Automatic Speech Recognition is a process through which audio can be transcribed into text to perform a specific function. The Yobe library output works well with various ASR engines by providing them with noise free audio data.
This is the audio capture scenario where the target voice is at a relatively farther distance from the device under test, as compared to the noise to be suppressed. An example scenario would be a person talking to an appliance (that is making its own noise) from afar.
This is the audio capture scenario where the target voice is at a relatively closer distance from the device under test, as compared to the noise to be suppressed. A typical use case would be a person talking into a smartphone while there is considerable ambient noise in the environment.

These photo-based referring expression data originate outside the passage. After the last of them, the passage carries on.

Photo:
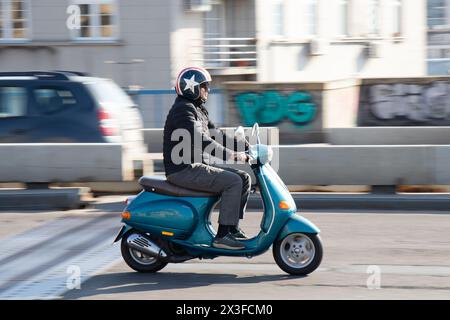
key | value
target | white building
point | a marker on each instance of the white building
(146, 42)
(438, 21)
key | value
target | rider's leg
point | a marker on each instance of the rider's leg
(246, 186)
(207, 178)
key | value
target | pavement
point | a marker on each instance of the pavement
(367, 255)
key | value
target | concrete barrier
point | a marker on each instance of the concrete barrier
(388, 135)
(49, 162)
(364, 165)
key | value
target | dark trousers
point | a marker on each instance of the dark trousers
(232, 184)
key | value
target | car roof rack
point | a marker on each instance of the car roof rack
(44, 75)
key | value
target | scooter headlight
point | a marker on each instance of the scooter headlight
(263, 152)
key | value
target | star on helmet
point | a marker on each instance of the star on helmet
(190, 83)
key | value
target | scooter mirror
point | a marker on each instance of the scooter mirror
(239, 133)
(255, 131)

The voice template is an audio template related to a specific user that can be used as a reference to be able to identify said user.
The Yobe SDK makes a distinction between two different microphone configurations: end-fire and broadside. These names correspond with physical placement of the microphones relating to the direction of the incoming speech (not the noise).
This configuration positions the mics so that the segment created by the mics is orthogonal to the direction that the speaker is talking from. This results in the voice reaching both microphones at approximately the same time.
This configuration positions the mics so that the segment created by the mics is coincident with the direction vector that the speaker is talking from. This results in the sound reaching each microphone with a non-negligible time difference, and mimics a common scenario for hand-held devices, like phones, where one mic is on the bottom and the other is on the top.
This value determines the size of an output buffer returned by the Yobe ProcessBuffer function in the LATTE variant. The output buffer can be of type FIXED or VARIABLE.
This type is recommended for most applications. The size of the output buffer will always be the same. This is idea for real-time scenarios where the processed audio is part of a chain of processing that is designed to output in real-time. An example application is an automatic muting functionality.
THis type is more suited for applications where delay is tolerable and expected. The size of the output buffer may change, and must be evaluated at each ProcessBuffer call. An example application is one that sends processed audio to a cloud-based Automatic Speech Recognition (ASR) engine.